The purposes of this Bill are:
(i) to extend to the ESB general staff an improvement in superannuation benefits already enjoyed by the board's manual staff.
(ii) to eliminate any doubt which might arise as to the powers of the ESB to accord equal rank to all their borrowings.
Before proceeding to the individual sections of the Bill I should like to mention that the proposed amendments in sections 2 and 3 of the Bill are identical to those contained in sections 3 and 4 of the Electricity (Supply) (Amendment) Act, 1970, except that the two sections in the 1970 Act are in respect of manual employees while the two sections in the present Bill concern the general employees.
Section 2 of the Bill provides for the addition of a further subsection—subsection 9—to section 7 of the 1942 Act. The General Employees' Superannuation Scheme came into operation on 1st April, 1943. Where a general employee entered the board's service after 1st April, 1943, his service up to the date he was admitted to the scheme was not reckonable for superannuation purposes. Section 2 of the Bill defines this service as "previous service" and enables the board to reckon half of it for superannuation purposes.
Section 3 of the Bill enables the board to pay a supplementary allowance equal to the full pension value of the other half of a general employees previous service provided that the employees involved make a nominal contribution towards the cost of such an allowance.
Section 4 of the Bill refers to the borrowing powers of the ESB. Up to the time of the passing of the Electricity (Supply) (Amendment) Act, 1954, the board's capital requirements were borrowed from the Central Fund. All such borrowings under the Electricity (Supply) Act, 1927, and subsequent Acts carried with them either specific or floating charges on ESB property. Under section 4 of the Electricity (Supply) (Amendment) Act, 1954, the board were empowered to make their own arrangements for getting, direct from the public or otherwise, the capital required to finance their development and since then no money has been borrowed by the board from the Central Fund.

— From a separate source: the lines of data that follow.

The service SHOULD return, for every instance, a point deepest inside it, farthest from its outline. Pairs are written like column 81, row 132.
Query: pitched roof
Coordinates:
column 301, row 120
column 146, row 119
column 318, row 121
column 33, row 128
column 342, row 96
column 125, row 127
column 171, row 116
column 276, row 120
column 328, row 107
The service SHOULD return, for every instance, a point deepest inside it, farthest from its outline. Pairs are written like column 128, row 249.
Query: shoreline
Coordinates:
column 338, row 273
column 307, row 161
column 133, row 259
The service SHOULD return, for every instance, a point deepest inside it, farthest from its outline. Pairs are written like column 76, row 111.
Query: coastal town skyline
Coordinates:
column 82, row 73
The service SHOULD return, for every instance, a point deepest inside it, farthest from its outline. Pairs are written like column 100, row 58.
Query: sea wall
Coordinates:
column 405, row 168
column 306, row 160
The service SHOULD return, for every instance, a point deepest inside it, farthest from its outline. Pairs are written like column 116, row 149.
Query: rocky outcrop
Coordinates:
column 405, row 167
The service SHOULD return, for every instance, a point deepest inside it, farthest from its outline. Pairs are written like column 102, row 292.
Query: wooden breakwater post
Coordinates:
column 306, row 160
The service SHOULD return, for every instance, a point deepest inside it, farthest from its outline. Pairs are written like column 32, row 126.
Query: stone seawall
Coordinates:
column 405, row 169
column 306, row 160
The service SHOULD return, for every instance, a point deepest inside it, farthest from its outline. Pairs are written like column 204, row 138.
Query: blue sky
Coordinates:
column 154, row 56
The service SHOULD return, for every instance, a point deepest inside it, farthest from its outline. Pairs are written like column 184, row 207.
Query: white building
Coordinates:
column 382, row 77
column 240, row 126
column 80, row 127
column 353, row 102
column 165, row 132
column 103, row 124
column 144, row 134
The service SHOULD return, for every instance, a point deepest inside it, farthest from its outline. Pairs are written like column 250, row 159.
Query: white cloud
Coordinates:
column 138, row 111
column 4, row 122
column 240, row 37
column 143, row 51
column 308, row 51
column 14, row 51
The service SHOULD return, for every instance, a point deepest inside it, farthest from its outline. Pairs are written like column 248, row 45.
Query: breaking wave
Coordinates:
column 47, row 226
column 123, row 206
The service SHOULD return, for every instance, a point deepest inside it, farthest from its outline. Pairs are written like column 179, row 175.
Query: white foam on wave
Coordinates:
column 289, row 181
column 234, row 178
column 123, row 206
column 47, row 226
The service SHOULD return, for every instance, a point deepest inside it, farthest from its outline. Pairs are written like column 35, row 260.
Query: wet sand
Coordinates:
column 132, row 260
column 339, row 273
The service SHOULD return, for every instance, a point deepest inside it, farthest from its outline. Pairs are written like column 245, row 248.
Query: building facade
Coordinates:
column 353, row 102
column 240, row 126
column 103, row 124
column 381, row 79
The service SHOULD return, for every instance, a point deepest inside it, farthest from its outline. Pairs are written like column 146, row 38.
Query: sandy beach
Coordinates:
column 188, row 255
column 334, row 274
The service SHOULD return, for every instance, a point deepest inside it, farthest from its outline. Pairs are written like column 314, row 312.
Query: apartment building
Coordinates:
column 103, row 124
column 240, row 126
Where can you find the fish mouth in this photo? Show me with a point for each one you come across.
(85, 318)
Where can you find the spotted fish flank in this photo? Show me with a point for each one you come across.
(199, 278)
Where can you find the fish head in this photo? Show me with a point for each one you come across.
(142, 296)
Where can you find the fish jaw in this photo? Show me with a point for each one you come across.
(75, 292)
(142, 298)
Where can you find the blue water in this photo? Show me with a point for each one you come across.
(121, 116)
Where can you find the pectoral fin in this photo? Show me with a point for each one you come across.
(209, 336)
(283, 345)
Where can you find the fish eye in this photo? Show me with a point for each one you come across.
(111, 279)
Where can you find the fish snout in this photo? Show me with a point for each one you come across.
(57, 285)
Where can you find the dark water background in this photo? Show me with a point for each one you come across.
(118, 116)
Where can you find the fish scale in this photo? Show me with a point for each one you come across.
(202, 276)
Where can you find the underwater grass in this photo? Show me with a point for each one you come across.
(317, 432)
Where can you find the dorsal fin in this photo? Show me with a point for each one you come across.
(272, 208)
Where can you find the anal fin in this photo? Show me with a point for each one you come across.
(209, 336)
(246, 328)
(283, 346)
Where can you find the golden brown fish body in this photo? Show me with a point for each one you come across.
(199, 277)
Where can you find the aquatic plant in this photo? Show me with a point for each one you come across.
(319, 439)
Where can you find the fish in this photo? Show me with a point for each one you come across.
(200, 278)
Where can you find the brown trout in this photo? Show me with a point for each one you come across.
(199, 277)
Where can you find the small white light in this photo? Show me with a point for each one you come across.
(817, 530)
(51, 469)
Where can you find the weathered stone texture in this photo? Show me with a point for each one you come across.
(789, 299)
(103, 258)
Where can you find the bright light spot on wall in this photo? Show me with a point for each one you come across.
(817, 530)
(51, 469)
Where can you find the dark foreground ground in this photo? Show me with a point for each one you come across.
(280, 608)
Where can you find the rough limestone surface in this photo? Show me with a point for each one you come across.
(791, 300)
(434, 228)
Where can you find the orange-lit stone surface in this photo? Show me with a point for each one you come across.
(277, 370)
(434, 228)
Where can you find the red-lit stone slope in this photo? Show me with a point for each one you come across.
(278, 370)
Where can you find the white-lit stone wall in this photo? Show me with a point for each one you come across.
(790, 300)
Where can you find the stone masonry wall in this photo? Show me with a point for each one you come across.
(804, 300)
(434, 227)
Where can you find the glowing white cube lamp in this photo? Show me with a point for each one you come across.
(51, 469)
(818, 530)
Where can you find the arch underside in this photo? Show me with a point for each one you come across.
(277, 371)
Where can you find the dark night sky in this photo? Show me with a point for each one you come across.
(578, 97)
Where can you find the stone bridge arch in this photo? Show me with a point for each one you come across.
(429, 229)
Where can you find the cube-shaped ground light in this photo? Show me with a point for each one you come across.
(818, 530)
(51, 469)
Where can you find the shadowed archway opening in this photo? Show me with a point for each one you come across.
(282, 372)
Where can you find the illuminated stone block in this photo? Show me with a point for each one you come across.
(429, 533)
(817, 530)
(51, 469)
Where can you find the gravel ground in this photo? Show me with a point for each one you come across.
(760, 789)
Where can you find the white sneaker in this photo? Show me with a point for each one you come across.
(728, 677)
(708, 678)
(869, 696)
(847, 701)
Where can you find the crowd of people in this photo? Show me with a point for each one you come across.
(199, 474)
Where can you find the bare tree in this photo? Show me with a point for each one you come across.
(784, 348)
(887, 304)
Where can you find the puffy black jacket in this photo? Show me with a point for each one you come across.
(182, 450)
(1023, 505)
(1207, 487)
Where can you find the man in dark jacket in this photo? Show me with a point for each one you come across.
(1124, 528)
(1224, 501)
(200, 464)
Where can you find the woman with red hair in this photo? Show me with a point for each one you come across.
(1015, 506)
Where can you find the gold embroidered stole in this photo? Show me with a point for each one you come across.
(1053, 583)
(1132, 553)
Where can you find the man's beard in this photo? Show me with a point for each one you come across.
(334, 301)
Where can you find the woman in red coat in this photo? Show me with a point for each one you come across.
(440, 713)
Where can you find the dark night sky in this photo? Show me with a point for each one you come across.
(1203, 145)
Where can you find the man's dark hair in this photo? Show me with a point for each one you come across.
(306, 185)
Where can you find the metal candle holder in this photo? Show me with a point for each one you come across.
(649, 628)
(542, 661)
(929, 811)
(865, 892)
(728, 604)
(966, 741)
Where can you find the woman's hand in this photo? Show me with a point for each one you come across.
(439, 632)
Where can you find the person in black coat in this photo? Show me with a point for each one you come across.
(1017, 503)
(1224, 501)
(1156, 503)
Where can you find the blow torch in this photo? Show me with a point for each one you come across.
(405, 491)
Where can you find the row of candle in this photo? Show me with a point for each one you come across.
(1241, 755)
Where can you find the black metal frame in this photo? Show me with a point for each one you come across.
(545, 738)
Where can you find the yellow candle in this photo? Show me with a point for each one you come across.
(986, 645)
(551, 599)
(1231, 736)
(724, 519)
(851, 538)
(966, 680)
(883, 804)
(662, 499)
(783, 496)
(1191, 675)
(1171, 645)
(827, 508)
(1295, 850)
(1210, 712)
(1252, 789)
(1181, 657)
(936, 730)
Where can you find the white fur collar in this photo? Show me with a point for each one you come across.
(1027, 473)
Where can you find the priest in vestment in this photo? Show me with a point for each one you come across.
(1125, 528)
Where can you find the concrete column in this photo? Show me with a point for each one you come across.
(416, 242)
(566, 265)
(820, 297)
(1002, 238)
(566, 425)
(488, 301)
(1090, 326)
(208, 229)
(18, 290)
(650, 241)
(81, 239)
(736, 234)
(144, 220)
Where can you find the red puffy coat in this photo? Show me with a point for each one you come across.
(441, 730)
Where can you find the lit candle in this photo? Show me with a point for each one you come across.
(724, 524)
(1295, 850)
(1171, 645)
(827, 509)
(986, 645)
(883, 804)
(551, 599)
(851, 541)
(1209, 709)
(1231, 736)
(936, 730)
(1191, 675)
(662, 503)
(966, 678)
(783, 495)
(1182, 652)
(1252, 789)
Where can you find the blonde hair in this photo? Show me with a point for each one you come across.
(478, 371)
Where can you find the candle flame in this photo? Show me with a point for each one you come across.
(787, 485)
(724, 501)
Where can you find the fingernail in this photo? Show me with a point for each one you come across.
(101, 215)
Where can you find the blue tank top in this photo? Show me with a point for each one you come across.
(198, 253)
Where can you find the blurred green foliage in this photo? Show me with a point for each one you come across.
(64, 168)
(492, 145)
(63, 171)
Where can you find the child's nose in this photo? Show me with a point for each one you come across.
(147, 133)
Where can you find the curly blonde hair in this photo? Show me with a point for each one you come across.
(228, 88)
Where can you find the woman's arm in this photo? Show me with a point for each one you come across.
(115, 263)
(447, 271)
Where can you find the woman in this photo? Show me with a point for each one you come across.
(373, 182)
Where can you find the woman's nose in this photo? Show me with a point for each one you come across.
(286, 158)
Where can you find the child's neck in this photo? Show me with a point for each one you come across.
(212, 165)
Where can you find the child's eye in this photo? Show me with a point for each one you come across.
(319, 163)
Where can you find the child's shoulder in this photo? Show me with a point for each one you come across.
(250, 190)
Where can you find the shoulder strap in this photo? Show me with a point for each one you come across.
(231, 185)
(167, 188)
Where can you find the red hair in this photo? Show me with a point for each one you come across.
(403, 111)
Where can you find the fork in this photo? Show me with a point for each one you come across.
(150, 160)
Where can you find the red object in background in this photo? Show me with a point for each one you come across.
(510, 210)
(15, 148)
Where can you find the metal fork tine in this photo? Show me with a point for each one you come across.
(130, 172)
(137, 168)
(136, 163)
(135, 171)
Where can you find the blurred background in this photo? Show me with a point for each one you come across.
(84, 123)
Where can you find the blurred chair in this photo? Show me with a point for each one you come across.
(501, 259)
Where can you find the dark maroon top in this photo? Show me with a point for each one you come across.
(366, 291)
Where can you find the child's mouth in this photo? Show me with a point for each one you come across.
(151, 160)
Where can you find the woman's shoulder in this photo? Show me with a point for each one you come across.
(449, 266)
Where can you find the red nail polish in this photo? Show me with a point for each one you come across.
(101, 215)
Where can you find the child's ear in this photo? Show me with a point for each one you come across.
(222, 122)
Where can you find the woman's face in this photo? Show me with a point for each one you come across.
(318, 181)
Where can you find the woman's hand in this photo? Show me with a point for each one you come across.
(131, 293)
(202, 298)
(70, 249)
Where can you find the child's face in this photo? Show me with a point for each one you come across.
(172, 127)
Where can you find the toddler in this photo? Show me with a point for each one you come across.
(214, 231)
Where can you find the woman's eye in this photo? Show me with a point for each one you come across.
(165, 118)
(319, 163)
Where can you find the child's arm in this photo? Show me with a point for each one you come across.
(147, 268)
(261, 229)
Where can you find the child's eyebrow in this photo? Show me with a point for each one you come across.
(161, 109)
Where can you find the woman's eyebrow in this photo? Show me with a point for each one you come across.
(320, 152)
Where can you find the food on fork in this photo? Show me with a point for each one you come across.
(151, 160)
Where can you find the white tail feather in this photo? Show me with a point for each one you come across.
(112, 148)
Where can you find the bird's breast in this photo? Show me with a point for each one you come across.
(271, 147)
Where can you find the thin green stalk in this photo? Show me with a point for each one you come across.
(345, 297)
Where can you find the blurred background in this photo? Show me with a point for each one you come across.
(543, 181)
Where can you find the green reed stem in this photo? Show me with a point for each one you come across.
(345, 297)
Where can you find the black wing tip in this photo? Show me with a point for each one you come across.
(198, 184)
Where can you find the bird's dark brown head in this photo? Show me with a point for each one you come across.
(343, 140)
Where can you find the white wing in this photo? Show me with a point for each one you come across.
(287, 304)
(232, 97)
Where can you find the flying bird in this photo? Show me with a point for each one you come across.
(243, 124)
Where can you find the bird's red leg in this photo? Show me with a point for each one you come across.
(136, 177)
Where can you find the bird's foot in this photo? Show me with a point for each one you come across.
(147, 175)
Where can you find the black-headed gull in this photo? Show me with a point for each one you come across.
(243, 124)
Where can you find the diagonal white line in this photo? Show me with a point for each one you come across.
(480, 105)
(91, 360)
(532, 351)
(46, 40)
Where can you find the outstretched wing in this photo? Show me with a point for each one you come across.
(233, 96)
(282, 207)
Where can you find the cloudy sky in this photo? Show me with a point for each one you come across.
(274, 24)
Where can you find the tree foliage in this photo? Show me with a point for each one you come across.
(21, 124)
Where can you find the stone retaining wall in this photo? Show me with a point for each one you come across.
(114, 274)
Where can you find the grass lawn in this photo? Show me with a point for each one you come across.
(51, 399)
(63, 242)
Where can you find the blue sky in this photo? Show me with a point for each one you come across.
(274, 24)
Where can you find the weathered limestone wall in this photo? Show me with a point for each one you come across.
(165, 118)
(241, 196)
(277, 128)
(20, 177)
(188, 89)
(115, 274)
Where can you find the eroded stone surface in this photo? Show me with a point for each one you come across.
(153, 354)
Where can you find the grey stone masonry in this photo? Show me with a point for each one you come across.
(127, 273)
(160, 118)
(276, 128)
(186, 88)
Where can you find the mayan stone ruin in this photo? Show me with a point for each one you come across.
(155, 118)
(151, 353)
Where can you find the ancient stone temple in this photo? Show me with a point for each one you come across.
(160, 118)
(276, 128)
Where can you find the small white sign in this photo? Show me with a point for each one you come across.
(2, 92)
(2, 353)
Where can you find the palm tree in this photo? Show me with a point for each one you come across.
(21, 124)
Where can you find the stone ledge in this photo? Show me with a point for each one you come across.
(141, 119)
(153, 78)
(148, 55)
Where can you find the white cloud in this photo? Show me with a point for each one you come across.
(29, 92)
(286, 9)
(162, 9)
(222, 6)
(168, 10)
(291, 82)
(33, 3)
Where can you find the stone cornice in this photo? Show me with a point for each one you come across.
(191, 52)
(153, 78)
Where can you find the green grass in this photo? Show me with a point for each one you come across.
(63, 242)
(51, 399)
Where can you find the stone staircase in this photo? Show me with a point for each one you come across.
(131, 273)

Section 4 (3) of the 1954 Act provided that the terms upon which capital is borrowed by the ESB may include provisions charging the moneys borrowed on the property of the board and also permitted the inclusion of provisions under which any charge in respect of money borrowed under the 1954 Act may rank before or equal with charges on the board's assets in respect of borrowings from the Central Fund. In fact, however, the ESB did not give any charges on their property in respect of borrowings under the 1954 Act and they do not envisage the giving of such charges in respect of future borrowings. As a consequence, the board are now advised that technically these borrowings under the 1954 Act cannot be ranked equally with the loans from the Central Fund in respect of which, as I have stated, a specific or floating charge on the board's assets was created under the Electricity Supply Acts. It was, however, the intention of the board that moneys borrowed under the 1954 Act would rank equally with loans from the Central Fund and the purpose of section 4 is to establish this position in law.